Chegamos à última matéria da série de regimes aduaneiros especiais. Você lembra quais foram as outras cinco? Começamos com Drawback, depois Entreposto Aduaneiro, Admissão Temporária, Exportação Temporária e Carnê ATA.

Esta série de matérias sobre os regimes aduaneiros especiais, busca tirar dúvidas e deixar você bem informado sobre os regimes existentes. O assunto de hoje é Exportação FICTA e DAC/DUB. Continue a leitura e saiba mais! 😉

O que é Exportação FICTA?

Sempre que falamos de exportação, a primeira coisa que pensamos é em nossos produtos embarcando em navios e cruzando fronteiras, correto? Mas, nem sempre a mercadoria exportada precisa obrigatoriamente sair do Brasil. Por exemplo: uma empresa no exterior compra uma mercadoria de uma empresa brasileira, esse bem, será incorporado a um produto que se encontra no Brasil, porém de propriedade do comprador. Ou seja, o bem não precisa ser enviado ao comprador fora do Brasil. Esse tipo de operação, em que não ocorre a saída da mercadoria do Brasil, é a chamada exportação FICTA ou DAC/DUB.

Para quem é destinada a Exportação FICTA?

Essa operação comercial produz todos os efeitos fiscais e cambiais de uma exportação e poderá ser realizada nas vendas destinadas a:

1 – Órgão ou entidade de governo estrangeiro, ou organismo internacional de que o Brasil seja membro, para ser entregue, no País, à ordem do comprador;

2 – Empresa sediada no exterior, para ser:

a) totalmente incorporada, no território nacional, ao produto final exportado para o Brasil;

b) totalmente incorporada à bem que se encontre no País, de propriedade do comprador, inclusive em regime de admissão temporária sob a responsabilidade de terceiro;

c) entregue a órgão da administração direta, autárquica ou fundacional da União, dos Estados, do Distrito Federal ou dos Municípios, em cumprimento de contrato decorrente de licitação internacional;

d) entregue em consignação a empresa nacional autorizada a operar o regime aduaneiro especial de loja franca;

e) entregue no País a subsidiária ou coligada, para distribuição sob a forma de brinde a fornecedores e clientes;

f) entregue a terceiro, no País, em substituição de produto anteriormente exportado e que tenha se mostrado, após o despacho aduaneiro de importação, defeituoso ou imprestável para o fim a que se destinava;

g) entregue no País a missão diplomática, repartição consular de caráter permanente ou organismo internacional de que o Brasil seja membro, ou a outro seu integrante, estrangeiro.

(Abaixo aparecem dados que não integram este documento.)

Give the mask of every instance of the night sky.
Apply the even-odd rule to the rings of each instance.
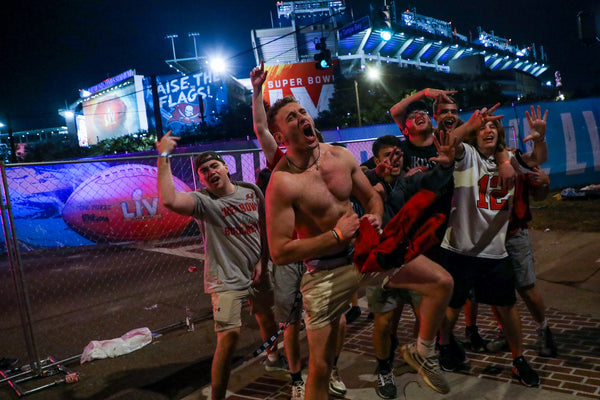
[[[353,3],[353,4],[352,4]],[[366,15],[368,1],[347,2],[355,18]],[[372,1],[382,5],[383,0]],[[476,35],[477,26],[516,44],[543,45],[565,89],[600,82],[600,44],[577,39],[576,14],[593,12],[598,0],[397,1],[398,11],[417,5],[417,13],[452,21],[459,33]],[[142,75],[172,70],[168,34],[178,58],[194,55],[189,32],[197,32],[199,55],[222,53],[234,76],[245,78],[254,64],[250,30],[276,21],[274,0],[11,1],[0,16],[0,122],[8,115],[14,131],[64,124],[57,110],[88,88],[128,69]],[[6,132],[6,127],[1,128]]]

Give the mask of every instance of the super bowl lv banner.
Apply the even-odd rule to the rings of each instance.
[[[317,118],[321,111],[329,110],[329,99],[333,96],[333,71],[338,60],[333,60],[332,68],[319,70],[314,62],[265,66],[269,71],[263,86],[263,96],[269,104],[285,96],[294,96]]]

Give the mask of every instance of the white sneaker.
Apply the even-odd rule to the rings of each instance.
[[[346,395],[346,385],[342,382],[339,371],[335,365],[333,366],[331,376],[329,377],[329,394],[332,396]]]
[[[304,382],[292,382],[292,397],[290,400],[304,400]]]
[[[438,393],[446,394],[450,392],[450,386],[440,369],[437,356],[422,357],[414,343],[403,345],[401,351],[404,361],[421,375],[427,386]]]
[[[267,357],[263,364],[265,366],[265,371],[267,371],[267,372],[278,372],[278,371],[288,372],[288,370],[290,368],[288,366],[287,359],[284,356],[282,356],[281,354],[277,357],[277,359],[275,361],[271,361]]]

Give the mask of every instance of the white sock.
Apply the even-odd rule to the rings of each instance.
[[[425,358],[435,355],[435,340],[425,340],[418,337],[417,352]]]
[[[538,329],[546,329],[546,327],[548,326],[548,323],[546,322],[546,318],[544,318],[544,320],[542,322],[538,322]]]
[[[270,351],[269,353],[267,353],[267,358],[269,359],[269,361],[277,361],[277,359],[279,358],[277,350]]]

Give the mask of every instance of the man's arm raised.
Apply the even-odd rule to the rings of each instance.
[[[250,81],[254,89],[252,93],[252,118],[254,120],[254,133],[265,154],[267,163],[273,165],[278,146],[275,138],[269,131],[267,113],[265,112],[265,104],[263,102],[262,87],[267,79],[267,73],[268,71],[265,71],[265,64],[262,60],[260,61],[260,67],[255,67],[250,72]]]
[[[177,146],[178,140],[179,138],[171,136],[171,131],[169,131],[165,133],[160,141],[156,142],[156,148],[161,154],[158,157],[158,194],[162,204],[169,210],[181,215],[192,215],[196,202],[190,194],[175,191],[171,162],[168,157]]]
[[[531,106],[531,113],[525,111],[527,122],[529,124],[529,136],[523,139],[523,142],[533,141],[533,150],[523,154],[523,160],[530,167],[535,167],[545,163],[548,160],[548,143],[546,143],[546,119],[548,118],[548,110],[542,113],[540,106],[537,107],[537,112]]]

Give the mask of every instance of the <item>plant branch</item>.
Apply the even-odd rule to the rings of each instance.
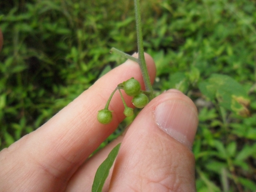
[[[112,53],[112,52],[116,53],[117,54],[119,55],[122,57],[124,57],[126,59],[130,59],[131,60],[136,62],[136,63],[139,62],[139,60],[137,58],[135,58],[135,57],[133,57],[132,56],[131,56],[130,55],[126,54],[125,53],[124,53],[122,51],[121,51],[120,50],[118,50],[116,48],[114,48],[112,47],[110,49],[110,53]]]

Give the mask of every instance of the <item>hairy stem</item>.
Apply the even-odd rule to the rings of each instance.
[[[153,88],[151,86],[148,72],[144,56],[143,48],[143,40],[141,18],[140,17],[140,8],[139,0],[134,0],[135,10],[135,18],[136,20],[136,30],[137,31],[137,40],[138,42],[138,52],[139,54],[139,61],[138,64],[140,68],[140,70],[143,77],[146,91],[150,92],[149,96],[150,99],[153,99]]]
[[[113,97],[113,96],[114,94],[116,91],[116,90],[117,90],[118,89],[119,89],[120,88],[119,87],[119,86],[118,86],[117,87],[116,87],[116,88],[115,89],[114,91],[112,92],[112,93],[108,98],[108,101],[107,102],[107,103],[106,103],[106,105],[105,106],[105,109],[108,109],[108,106],[109,106],[109,104],[110,103],[110,101],[111,100],[111,99]]]
[[[118,49],[114,48],[114,47],[112,47],[111,48],[111,49],[110,49],[110,53],[112,53],[112,52],[116,53],[122,57],[124,57],[126,59],[130,59],[132,61],[134,61],[136,63],[139,62],[139,60],[137,58],[135,58],[132,56],[131,56],[128,54],[124,53],[122,51],[120,51]]]
[[[125,103],[125,101],[124,101],[124,97],[123,97],[123,95],[122,94],[122,93],[121,92],[121,91],[120,90],[120,89],[118,89],[118,91],[119,91],[119,93],[120,94],[120,96],[121,96],[121,98],[122,99],[122,100],[123,102],[123,104],[124,104],[124,108],[126,108],[127,107],[127,105],[126,105],[126,104]]]

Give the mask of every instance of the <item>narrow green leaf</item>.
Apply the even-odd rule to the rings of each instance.
[[[198,87],[202,93],[220,106],[233,111],[243,117],[250,114],[248,107],[250,101],[243,87],[227,75],[212,74],[202,82]]]
[[[109,174],[109,170],[113,165],[120,148],[121,143],[114,148],[109,153],[108,157],[97,170],[93,181],[92,192],[101,192],[103,185]]]

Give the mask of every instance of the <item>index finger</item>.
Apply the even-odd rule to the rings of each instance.
[[[154,64],[150,56],[145,56],[152,82]],[[23,186],[28,183],[40,186],[43,184],[42,180],[46,183],[43,186],[45,190],[50,184],[52,188],[53,185],[63,186],[64,181],[71,177],[124,118],[124,106],[118,94],[114,95],[110,105],[110,110],[114,110],[112,122],[106,125],[100,124],[96,116],[117,85],[132,77],[142,85],[138,65],[128,60],[102,77],[36,131],[1,152],[0,154],[4,158],[0,156],[0,165],[8,159],[8,167],[5,167],[16,168],[6,170],[0,165],[0,177],[5,175],[11,178],[14,170],[20,168],[18,175],[15,173],[15,178],[22,178]],[[131,100],[131,97],[124,96],[125,100]],[[37,176],[28,174],[36,171]],[[13,179],[10,180],[10,185],[18,182]],[[56,191],[52,190],[54,188],[48,189],[47,191]]]

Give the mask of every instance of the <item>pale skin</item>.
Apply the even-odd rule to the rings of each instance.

Outras informações sobre Exportação FICTA

A exportação na modalidade Exportação Ficta, permite a utilização do Regime Especial de Drawback, seja normal ou integrado, este último permitindo a aquisição de matérias primas ou insumos, no mercado interno, com a suspensão dos tributos federais.

Quanto ao ICMS, por não haver saída efetiva do Brasil, não há qualquer benefício, incidindo o imposto normalmente, tanto nas aquisições dos insumos – seja do mercado nacional ou do mercado externo – quanto na remessa do produto ao local onde se efetivará o desembaraço, denominado Terminal Alfandegado.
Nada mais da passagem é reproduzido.